Sunday Ancestral Kitty Blogging
Dogs have owners. Cats have staffs.The big news in catdom is that scientists have traced back all of the world's 600 million house cats to a few females of a wild subspecies that wandered into a village of early human settlers in the Near East, liked what they saw and stuck around. (No, it wasn't Ohio).-- Somebody's Uncle
This came as something of a shock because the ancestors of these wild cats such as the Southern African species in the top photo couldn't be more different than the mighty Kimba bottom photo), one of the two kitties here at Kiko's House.Others aren't buying the notion posited by scientists that those wild females ended up hanging out in that village because they were protected from their predators and there were plenty of rats for them to feast on.
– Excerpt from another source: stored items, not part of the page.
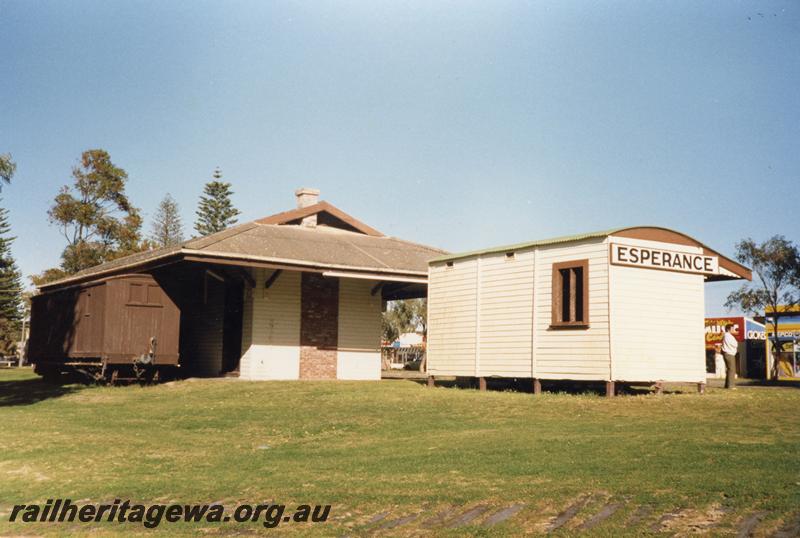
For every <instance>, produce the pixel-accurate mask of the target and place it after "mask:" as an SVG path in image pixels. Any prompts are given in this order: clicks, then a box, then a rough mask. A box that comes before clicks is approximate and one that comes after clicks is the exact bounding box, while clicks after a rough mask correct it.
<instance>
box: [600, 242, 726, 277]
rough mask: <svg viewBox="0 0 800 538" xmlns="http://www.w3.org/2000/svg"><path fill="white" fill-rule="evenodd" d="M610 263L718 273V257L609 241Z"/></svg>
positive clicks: (700, 272)
mask: <svg viewBox="0 0 800 538" xmlns="http://www.w3.org/2000/svg"><path fill="white" fill-rule="evenodd" d="M611 263H613V264H614V265H627V266H631V267H644V268H647V269H662V270H665V271H677V272H680V273H695V274H701V275H716V274H719V257H718V256H705V255H703V254H697V253H695V252H682V251H677V250H665V249H661V248H652V247H642V246H634V245H621V244H619V243H611Z"/></svg>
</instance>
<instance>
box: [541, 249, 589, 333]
mask: <svg viewBox="0 0 800 538" xmlns="http://www.w3.org/2000/svg"><path fill="white" fill-rule="evenodd" d="M552 297H553V320H552V322H551V325H550V326H551V327H552V328H554V329H586V328H588V327H589V260H573V261H568V262H560V263H554V264H553V295H552Z"/></svg>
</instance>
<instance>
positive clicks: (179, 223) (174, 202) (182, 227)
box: [150, 194, 183, 247]
mask: <svg viewBox="0 0 800 538" xmlns="http://www.w3.org/2000/svg"><path fill="white" fill-rule="evenodd" d="M150 239H151V240H152V241H153V243H155V244H156V246H159V247H168V246H170V245H177V244H178V243H182V242H183V223H181V216H180V212H179V210H178V203H177V202H176V201H175V199H174V198H172V196H171V195H170V194H167V195H166V196H164V199H163V200H161V203H160V204H158V209H157V210H156V214H155V216H154V217H153V225H152V229H151V233H150Z"/></svg>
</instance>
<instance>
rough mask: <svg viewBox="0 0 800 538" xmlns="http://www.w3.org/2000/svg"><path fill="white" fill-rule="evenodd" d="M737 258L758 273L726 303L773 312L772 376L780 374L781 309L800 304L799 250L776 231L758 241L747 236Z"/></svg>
mask: <svg viewBox="0 0 800 538" xmlns="http://www.w3.org/2000/svg"><path fill="white" fill-rule="evenodd" d="M736 259H737V260H739V261H740V262H742V263H743V264H745V265H748V266H750V267H751V268H752V269H753V272H754V273H755V276H756V278H755V282H753V283H751V284H745V285H743V286H742V287H740V288H739V289H738V290H736V291H734V292H733V293H731V294H730V295H728V300H727V301H726V302H725V306H726V307H728V308H734V307H739V308H741V309H742V310H744V311H745V312H748V313H750V314H752V315H756V316H760V315H764V314H767V316H769V313H770V312H772V313H773V315H772V316H769V318H770V321H769V323H770V324H771V325H772V337H773V342H772V351H773V355H774V357H773V358H774V360H773V363H772V364H773V368H772V372H771V373H770V377H772V378H776V377H777V375H778V356H777V353H778V352H779V351H780V345H779V340H778V323H779V318H778V316H777V315H776V314H777V313H779V312H780V311H781V310H782V309H784V308H786V309H792V308H794V307H796V306H797V305H798V304H800V291H799V290H798V282H800V251H799V250H798V248H797V246H796V245H794V244H793V243H792V242H791V241H789V240H787V239H786V238H785V237H783V236H782V235H776V236H773V237H772V238H770V239H768V240H767V241H765V242H763V243H761V244H757V243H756V242H755V241H753V240H752V239H749V238H748V239H744V240H743V241H740V242H739V243H737V245H736Z"/></svg>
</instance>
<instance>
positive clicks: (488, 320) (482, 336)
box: [476, 249, 534, 377]
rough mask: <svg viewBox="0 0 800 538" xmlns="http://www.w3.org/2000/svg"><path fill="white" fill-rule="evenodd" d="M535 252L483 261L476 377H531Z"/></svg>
mask: <svg viewBox="0 0 800 538" xmlns="http://www.w3.org/2000/svg"><path fill="white" fill-rule="evenodd" d="M533 261H534V252H533V250H532V249H529V250H527V251H521V252H516V253H515V254H514V256H513V257H511V258H508V257H506V255H505V253H500V254H494V255H491V256H484V257H482V258H481V260H480V277H479V290H480V292H479V308H478V312H479V315H478V330H477V333H478V349H477V352H476V362H477V367H476V371H477V372H478V373H477V375H496V376H503V377H517V376H519V377H531V334H532V332H531V331H532V315H533Z"/></svg>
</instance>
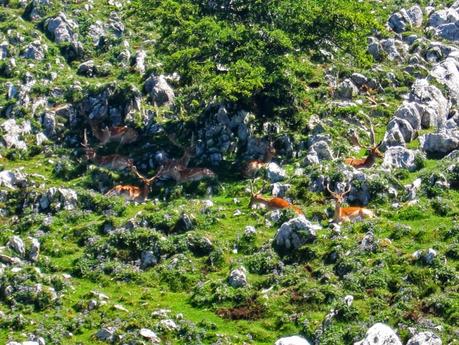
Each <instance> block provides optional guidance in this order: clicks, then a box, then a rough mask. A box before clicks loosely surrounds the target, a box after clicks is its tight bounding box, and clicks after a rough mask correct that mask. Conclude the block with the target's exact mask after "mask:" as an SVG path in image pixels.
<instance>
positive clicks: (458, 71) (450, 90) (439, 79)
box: [430, 27, 459, 103]
mask: <svg viewBox="0 0 459 345" xmlns="http://www.w3.org/2000/svg"><path fill="white" fill-rule="evenodd" d="M458 30H459V27H458ZM458 35H459V32H458ZM430 74H431V75H432V76H433V77H434V78H435V79H436V80H437V81H438V82H439V83H441V84H443V85H445V86H446V87H447V88H448V90H449V92H450V96H451V97H452V99H453V100H454V101H455V103H457V102H458V101H459V61H458V60H456V59H455V58H452V57H448V58H447V59H446V60H444V61H442V62H441V63H439V64H438V65H436V66H434V68H433V69H432V71H431V72H430Z"/></svg>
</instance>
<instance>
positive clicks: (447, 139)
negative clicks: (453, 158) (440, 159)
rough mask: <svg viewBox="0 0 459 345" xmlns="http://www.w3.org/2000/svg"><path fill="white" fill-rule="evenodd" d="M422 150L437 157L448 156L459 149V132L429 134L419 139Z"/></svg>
mask: <svg viewBox="0 0 459 345" xmlns="http://www.w3.org/2000/svg"><path fill="white" fill-rule="evenodd" d="M419 140H420V142H421V147H422V150H423V151H425V152H426V153H427V154H431V155H435V156H442V157H443V156H446V155H447V154H449V153H451V152H453V151H454V150H457V149H459V130H456V131H454V130H452V131H445V130H443V131H440V132H437V133H429V134H426V135H423V136H421V137H420V138H419Z"/></svg>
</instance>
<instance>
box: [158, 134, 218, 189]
mask: <svg viewBox="0 0 459 345" xmlns="http://www.w3.org/2000/svg"><path fill="white" fill-rule="evenodd" d="M168 138H169V140H170V141H171V142H172V143H173V144H174V145H175V146H177V147H179V148H181V149H182V150H183V155H182V157H180V158H179V159H171V160H169V161H167V162H166V163H165V164H164V166H163V173H162V176H161V177H168V178H172V179H173V180H175V182H177V183H185V182H192V181H200V180H202V179H203V178H214V177H215V176H216V175H215V173H214V172H213V171H212V170H210V169H207V168H188V164H189V163H190V159H191V157H193V156H194V152H195V149H196V145H195V142H194V133H193V134H192V135H191V144H190V146H188V147H186V148H185V147H184V146H183V145H181V144H180V143H179V142H178V141H177V140H176V137H175V135H168Z"/></svg>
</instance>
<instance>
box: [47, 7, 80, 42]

Where the wild cat is a ferocious hunter, Kimba can barely keep up with moths and butterflies. The only wild game that he has bagged is the occasional shrew, who very much terrified but alive, is presented to the DF&C, who thanks him and returns the poor little critter to the outdoors.
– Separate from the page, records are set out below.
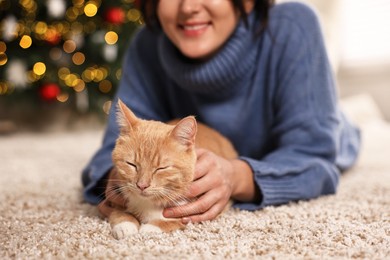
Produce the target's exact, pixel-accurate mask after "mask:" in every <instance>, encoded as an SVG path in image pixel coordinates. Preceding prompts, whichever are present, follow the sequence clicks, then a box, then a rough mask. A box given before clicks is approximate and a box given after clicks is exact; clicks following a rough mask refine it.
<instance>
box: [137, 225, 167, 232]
mask: <svg viewBox="0 0 390 260" xmlns="http://www.w3.org/2000/svg"><path fill="white" fill-rule="evenodd" d="M139 232H140V233H162V232H163V231H162V230H161V229H160V228H159V227H157V226H155V225H151V224H143V225H141V227H140V229H139Z"/></svg>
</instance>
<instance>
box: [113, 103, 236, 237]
mask: <svg viewBox="0 0 390 260" xmlns="http://www.w3.org/2000/svg"><path fill="white" fill-rule="evenodd" d="M118 121H119V124H120V129H121V132H120V135H119V137H118V139H117V141H116V145H115V148H114V150H113V153H112V158H113V162H114V165H115V167H116V170H117V171H118V176H119V180H120V183H121V185H120V187H118V191H119V192H120V193H121V194H122V195H123V196H124V197H125V198H126V201H127V205H126V213H125V212H122V211H119V210H115V211H114V212H113V213H112V214H111V215H110V216H109V221H110V224H111V227H112V231H113V235H114V237H116V238H117V239H120V238H123V237H126V236H129V235H131V234H134V233H137V232H161V231H163V232H169V231H173V230H176V229H183V228H184V227H185V226H184V225H183V224H182V223H181V221H180V220H177V219H167V218H164V217H163V215H162V211H163V209H164V208H166V207H170V206H177V205H181V204H183V203H185V202H186V201H187V199H186V198H185V196H184V194H185V193H186V191H187V190H188V188H189V186H190V184H191V182H192V180H193V175H194V169H195V163H196V153H195V147H201V148H205V149H208V150H210V151H212V152H214V153H216V154H218V155H220V156H222V157H225V158H227V159H234V158H236V157H237V153H236V151H235V150H234V148H233V146H232V145H231V143H230V142H229V141H228V140H227V139H226V138H225V137H223V136H222V135H221V134H219V133H218V132H217V131H215V130H213V129H211V128H209V127H207V126H205V125H203V124H199V123H197V122H196V120H195V118H194V117H192V116H189V117H186V118H184V119H181V120H173V121H170V122H168V124H165V123H162V122H158V121H150V120H142V119H139V118H137V117H136V116H135V115H134V113H133V112H132V111H131V110H130V109H129V108H128V107H126V105H125V104H124V103H122V102H121V101H120V100H119V102H118Z"/></svg>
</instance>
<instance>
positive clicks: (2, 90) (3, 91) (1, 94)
mask: <svg viewBox="0 0 390 260" xmlns="http://www.w3.org/2000/svg"><path fill="white" fill-rule="evenodd" d="M7 92H8V85H7V84H6V83H5V82H1V81H0V95H5V94H7Z"/></svg>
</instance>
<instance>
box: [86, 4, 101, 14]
mask: <svg viewBox="0 0 390 260" xmlns="http://www.w3.org/2000/svg"><path fill="white" fill-rule="evenodd" d="M97 10H98V8H97V6H96V4H95V3H88V4H86V5H85V7H84V13H85V15H86V16H88V17H93V16H95V15H96V14H97Z"/></svg>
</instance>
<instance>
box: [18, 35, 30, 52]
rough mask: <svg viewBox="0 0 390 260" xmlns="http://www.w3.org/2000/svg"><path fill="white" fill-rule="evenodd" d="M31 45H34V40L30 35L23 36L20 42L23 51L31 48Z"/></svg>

Their explanation is quite simple:
Cats can't open cans. Why else would they cozy up to humans?Rhapsodizes the New York Times about the research:
"This new genetic evidence resolves the puzzle of cat remains turning up in Cyprus before the rise of the Egyptian civilizations that were supposed to have domesticated the cat.
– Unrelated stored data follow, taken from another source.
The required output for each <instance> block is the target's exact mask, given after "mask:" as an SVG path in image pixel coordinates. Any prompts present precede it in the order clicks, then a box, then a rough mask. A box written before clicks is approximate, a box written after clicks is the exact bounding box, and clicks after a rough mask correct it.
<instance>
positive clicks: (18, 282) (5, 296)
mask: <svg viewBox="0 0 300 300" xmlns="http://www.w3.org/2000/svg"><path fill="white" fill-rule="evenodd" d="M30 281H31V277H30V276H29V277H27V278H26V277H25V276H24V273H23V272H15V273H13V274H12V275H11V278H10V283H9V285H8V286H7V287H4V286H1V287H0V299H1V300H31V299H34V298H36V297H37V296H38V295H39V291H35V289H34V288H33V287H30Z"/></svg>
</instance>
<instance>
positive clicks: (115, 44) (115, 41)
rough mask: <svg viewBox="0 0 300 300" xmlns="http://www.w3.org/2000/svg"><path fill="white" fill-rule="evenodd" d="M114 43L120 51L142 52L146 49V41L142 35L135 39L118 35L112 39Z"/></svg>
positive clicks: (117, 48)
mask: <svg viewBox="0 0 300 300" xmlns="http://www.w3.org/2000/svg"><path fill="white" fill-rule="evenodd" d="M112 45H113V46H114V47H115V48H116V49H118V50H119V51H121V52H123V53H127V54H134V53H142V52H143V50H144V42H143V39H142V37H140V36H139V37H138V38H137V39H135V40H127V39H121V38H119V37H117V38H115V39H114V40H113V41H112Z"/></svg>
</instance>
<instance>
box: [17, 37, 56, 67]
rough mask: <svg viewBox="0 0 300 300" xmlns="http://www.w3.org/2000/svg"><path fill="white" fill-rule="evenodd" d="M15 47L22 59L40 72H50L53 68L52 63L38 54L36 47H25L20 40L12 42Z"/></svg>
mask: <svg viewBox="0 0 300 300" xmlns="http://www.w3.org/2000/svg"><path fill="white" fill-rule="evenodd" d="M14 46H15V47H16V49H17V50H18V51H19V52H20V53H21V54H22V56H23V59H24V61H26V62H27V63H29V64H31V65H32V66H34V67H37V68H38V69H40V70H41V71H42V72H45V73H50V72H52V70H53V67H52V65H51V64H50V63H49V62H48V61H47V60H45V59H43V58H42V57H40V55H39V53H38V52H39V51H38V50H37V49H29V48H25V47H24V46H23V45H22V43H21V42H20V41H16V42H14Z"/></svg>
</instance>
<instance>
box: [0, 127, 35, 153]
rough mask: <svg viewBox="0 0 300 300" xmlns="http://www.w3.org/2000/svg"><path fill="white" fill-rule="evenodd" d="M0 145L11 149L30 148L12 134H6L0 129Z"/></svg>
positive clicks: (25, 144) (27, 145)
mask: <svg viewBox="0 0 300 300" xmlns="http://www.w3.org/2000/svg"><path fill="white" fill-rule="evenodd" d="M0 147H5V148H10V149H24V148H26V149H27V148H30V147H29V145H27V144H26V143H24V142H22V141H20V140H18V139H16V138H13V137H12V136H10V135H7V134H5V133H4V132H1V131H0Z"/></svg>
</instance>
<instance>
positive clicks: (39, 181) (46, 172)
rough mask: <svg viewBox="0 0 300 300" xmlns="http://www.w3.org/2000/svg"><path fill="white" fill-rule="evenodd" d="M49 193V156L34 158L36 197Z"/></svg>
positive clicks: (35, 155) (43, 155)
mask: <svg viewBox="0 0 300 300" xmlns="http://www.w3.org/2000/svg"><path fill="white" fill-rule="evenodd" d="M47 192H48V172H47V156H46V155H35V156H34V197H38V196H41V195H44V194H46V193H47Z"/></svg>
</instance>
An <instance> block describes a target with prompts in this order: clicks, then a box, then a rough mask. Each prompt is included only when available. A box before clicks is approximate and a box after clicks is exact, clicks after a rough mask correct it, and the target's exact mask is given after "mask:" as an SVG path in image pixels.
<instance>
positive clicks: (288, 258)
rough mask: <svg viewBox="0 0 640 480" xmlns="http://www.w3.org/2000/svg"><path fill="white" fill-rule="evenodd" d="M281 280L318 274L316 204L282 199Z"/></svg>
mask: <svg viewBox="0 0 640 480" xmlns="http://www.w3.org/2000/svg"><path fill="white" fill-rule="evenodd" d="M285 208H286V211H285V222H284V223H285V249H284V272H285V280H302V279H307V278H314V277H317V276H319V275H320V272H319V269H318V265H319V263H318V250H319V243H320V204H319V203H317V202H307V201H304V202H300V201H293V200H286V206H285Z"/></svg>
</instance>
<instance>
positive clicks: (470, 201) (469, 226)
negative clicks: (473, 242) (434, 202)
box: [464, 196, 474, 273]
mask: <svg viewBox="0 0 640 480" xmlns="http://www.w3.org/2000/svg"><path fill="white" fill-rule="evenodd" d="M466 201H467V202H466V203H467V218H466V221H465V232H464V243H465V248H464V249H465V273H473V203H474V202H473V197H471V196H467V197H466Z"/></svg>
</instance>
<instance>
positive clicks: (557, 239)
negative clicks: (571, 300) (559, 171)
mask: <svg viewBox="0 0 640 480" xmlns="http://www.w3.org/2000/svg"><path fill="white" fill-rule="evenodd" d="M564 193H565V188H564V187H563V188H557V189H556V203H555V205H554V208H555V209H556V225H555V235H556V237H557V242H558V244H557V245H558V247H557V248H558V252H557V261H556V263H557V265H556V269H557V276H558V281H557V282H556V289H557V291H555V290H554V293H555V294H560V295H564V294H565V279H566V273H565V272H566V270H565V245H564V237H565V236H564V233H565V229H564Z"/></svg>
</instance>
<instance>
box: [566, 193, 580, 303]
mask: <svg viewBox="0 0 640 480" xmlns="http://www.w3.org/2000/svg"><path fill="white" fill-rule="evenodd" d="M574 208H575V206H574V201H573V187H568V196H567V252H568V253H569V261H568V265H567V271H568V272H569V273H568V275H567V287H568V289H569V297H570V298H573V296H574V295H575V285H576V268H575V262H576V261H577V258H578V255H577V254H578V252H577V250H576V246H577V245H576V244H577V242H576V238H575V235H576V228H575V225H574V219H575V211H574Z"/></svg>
"The wild subspecies that gave up their DNA for these tests still exist, though barely. That is one of the painful ironies of domestication. Creatures who come in from the wild eventually prosper — domestic cats number, after all, in the hundreds of millions — while those who don’t almost inevitably fall upon hard times.
"And that, too, is one of the paradoxes of understanding domestication. We cannot know exactly what we have made our own — whether it is animal or vegetable — unless we know the wild state in which it originated. Which is another way of saying that without wildness, we have no way of knowing who we are either."